Topological phases in two-dimensional Rydberg lattices

TL;DR

This paper introduces a two-dimensional Rydberg atom lattice model that simulates topological phases, including insulators and semimetals, with tunable properties through lattice geometry adjustments.

Contribution

It proposes an experimentally feasible 2D Rydberg lattice model that exhibits diverse topological phases and tunable Dirac cone features.

Findings

Identification of topological insulator edge and corner states

Prediction of topologically charged Dirac points in gapless phases

Demonstration of tunable cone tilt and anisotropy affecting transport

Abstract

Rydberg lattice gases are at the forefront of quantum simulation platforms due to their inherent strong dipole-dipole interactions, long life-times and high degree of control currently achievable in experiments.

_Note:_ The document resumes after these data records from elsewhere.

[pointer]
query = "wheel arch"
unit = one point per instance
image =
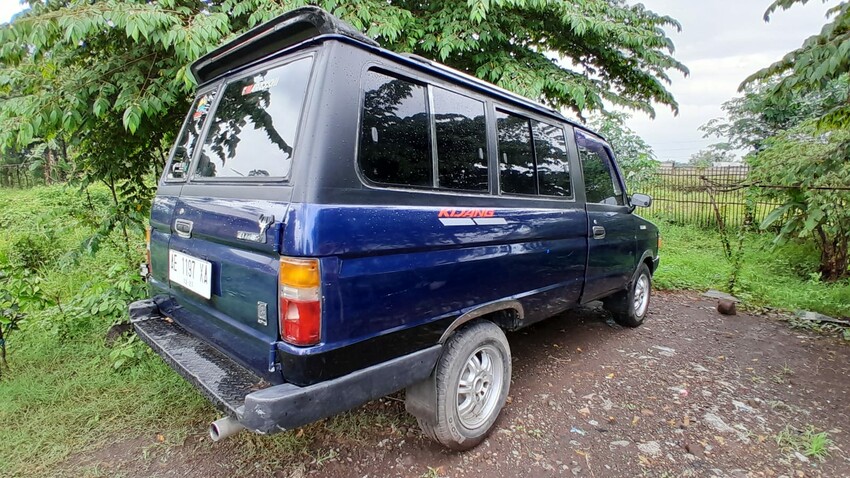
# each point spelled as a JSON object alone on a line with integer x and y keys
{"x": 647, "y": 258}
{"x": 506, "y": 313}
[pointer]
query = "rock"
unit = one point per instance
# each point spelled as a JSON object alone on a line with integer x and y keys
{"x": 665, "y": 351}
{"x": 695, "y": 449}
{"x": 716, "y": 294}
{"x": 740, "y": 406}
{"x": 726, "y": 307}
{"x": 651, "y": 448}
{"x": 717, "y": 423}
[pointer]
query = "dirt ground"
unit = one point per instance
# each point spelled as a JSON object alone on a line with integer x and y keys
{"x": 691, "y": 393}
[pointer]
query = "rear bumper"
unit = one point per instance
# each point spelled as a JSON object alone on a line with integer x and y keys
{"x": 258, "y": 405}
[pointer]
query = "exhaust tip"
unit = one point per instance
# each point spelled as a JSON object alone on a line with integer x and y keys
{"x": 224, "y": 427}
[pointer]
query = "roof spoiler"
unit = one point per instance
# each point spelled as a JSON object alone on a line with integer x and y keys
{"x": 283, "y": 31}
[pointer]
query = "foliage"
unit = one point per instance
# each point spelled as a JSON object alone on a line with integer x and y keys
{"x": 808, "y": 164}
{"x": 634, "y": 155}
{"x": 694, "y": 258}
{"x": 795, "y": 115}
{"x": 110, "y": 76}
{"x": 821, "y": 59}
{"x": 761, "y": 113}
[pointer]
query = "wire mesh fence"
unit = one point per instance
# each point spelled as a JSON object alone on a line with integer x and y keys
{"x": 688, "y": 195}
{"x": 16, "y": 176}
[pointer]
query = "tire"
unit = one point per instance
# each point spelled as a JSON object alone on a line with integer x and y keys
{"x": 630, "y": 307}
{"x": 479, "y": 354}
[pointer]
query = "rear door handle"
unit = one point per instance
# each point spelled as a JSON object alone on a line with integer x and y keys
{"x": 183, "y": 228}
{"x": 598, "y": 232}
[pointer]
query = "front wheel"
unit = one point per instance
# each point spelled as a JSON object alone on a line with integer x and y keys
{"x": 473, "y": 377}
{"x": 630, "y": 307}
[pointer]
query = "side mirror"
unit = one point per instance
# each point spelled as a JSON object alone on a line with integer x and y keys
{"x": 641, "y": 200}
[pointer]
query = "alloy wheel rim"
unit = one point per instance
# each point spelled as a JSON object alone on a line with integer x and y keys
{"x": 479, "y": 386}
{"x": 641, "y": 301}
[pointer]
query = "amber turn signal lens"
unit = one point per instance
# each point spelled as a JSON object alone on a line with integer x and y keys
{"x": 300, "y": 273}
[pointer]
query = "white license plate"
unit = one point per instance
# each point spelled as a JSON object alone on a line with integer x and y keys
{"x": 190, "y": 272}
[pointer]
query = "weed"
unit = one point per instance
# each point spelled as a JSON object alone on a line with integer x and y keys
{"x": 431, "y": 473}
{"x": 808, "y": 442}
{"x": 693, "y": 258}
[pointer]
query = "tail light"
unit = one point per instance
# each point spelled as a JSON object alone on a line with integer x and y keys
{"x": 148, "y": 247}
{"x": 300, "y": 301}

We propose a simple and experimentally realizable two-dimensional lattice model consisting of two offset square sublattices of Rydberg atoms for the simulation of a so-called two-dimensional SSH model. This model reveals a plethora of topological phases, all connected through the variation of the lattice geometry. We predict the appearance of edge and corner states characterizing topological insulators, as well as pairs of topologically charged Dirac points associated with tilted and anisotropic cones in gapless semimetallic phases. The position, tilt and degree of anisotropy of the cones, which may determine the transport porperties of the system, are tunable via the sublattice offset parameters.